Stream: bulk data
Topic: Breakout notes
Josh Mandel (Sep 14 2019 at 19:08):
We're looking at https://github.com/smart-on-fhir/bulk-import/blob/master/import.md ; and roundtable to share experience, directions. I'll keep some live notes here...
Josh Mandel (Sep 14 2019 at 19:10):
inputSource
inputSource
currently required, but may not be relevant/known in real life (e.g., for synthetic data).
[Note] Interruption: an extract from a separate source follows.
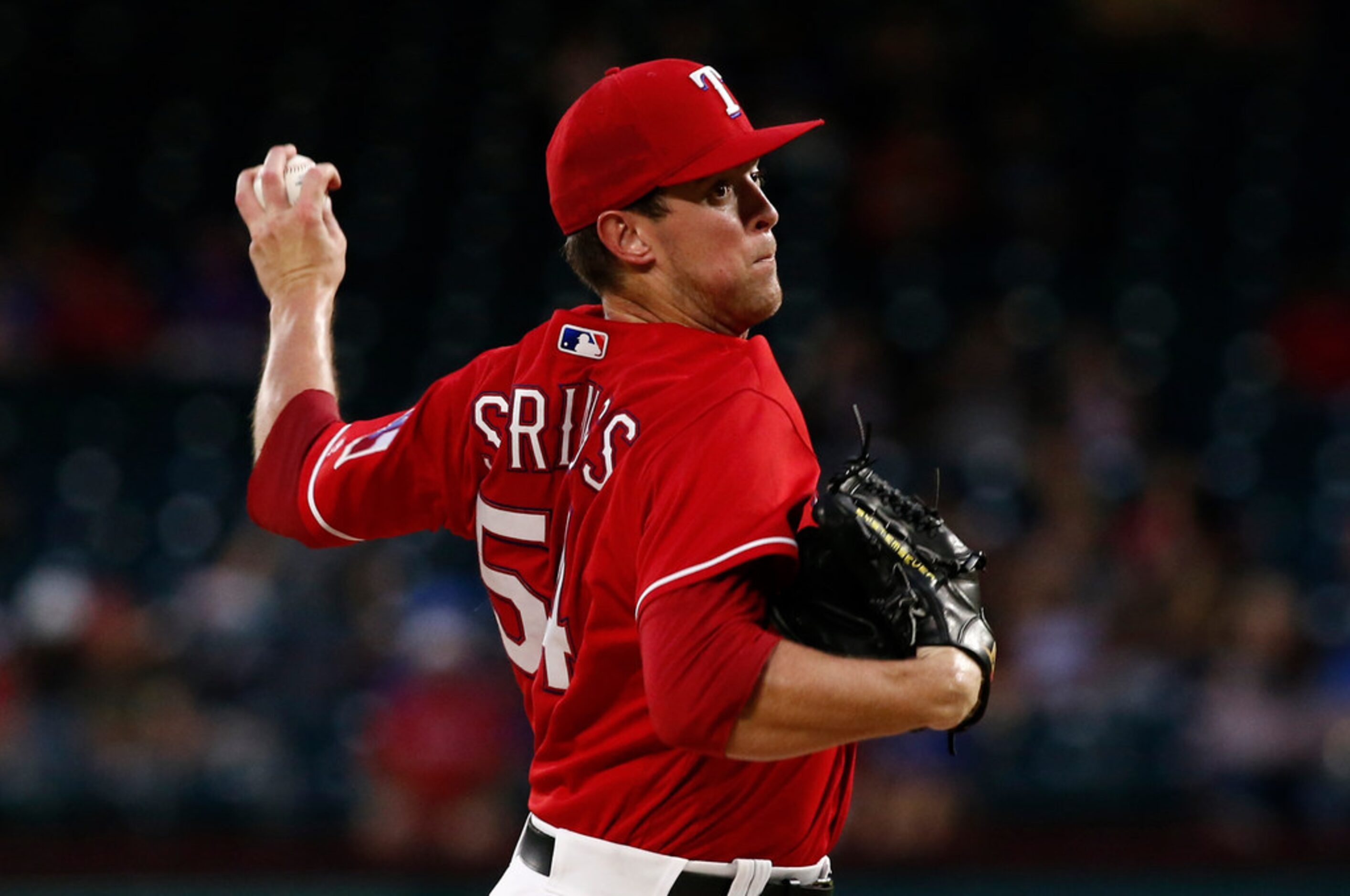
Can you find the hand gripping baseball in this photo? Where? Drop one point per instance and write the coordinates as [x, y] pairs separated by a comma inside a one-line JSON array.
[[882, 575], [299, 251]]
Today, we use this to track light-weight provenance from inputs -> imported resources.
Josh Mandel (Sep 14 2019 at 19:11):
What's it really trying to track? Goal is to be able to recognize data from the same source, over time.
Josh Mandel (Sep 14 2019 at 19:13):
We can't assume that all resources in an import have the same real-world origin.
Josh Mandel (Sep 14 2019 at 19:15):
Proposal: keep inputSource
as required, but update docs to note that it's a URI, specified by the client, meant to track data imported through its lifecycle. Use "a FHIR server base URL" as an example but not the definition of this field.
Josh Mandel (Sep 14 2019 at 19:16):
We can also note that clients may provide more detailed Provenance along the way.
Josh Mandel (Sep 14 2019 at 19:19):
Note that Resource.id
in an import should be unique (no distinct resources that share an ID).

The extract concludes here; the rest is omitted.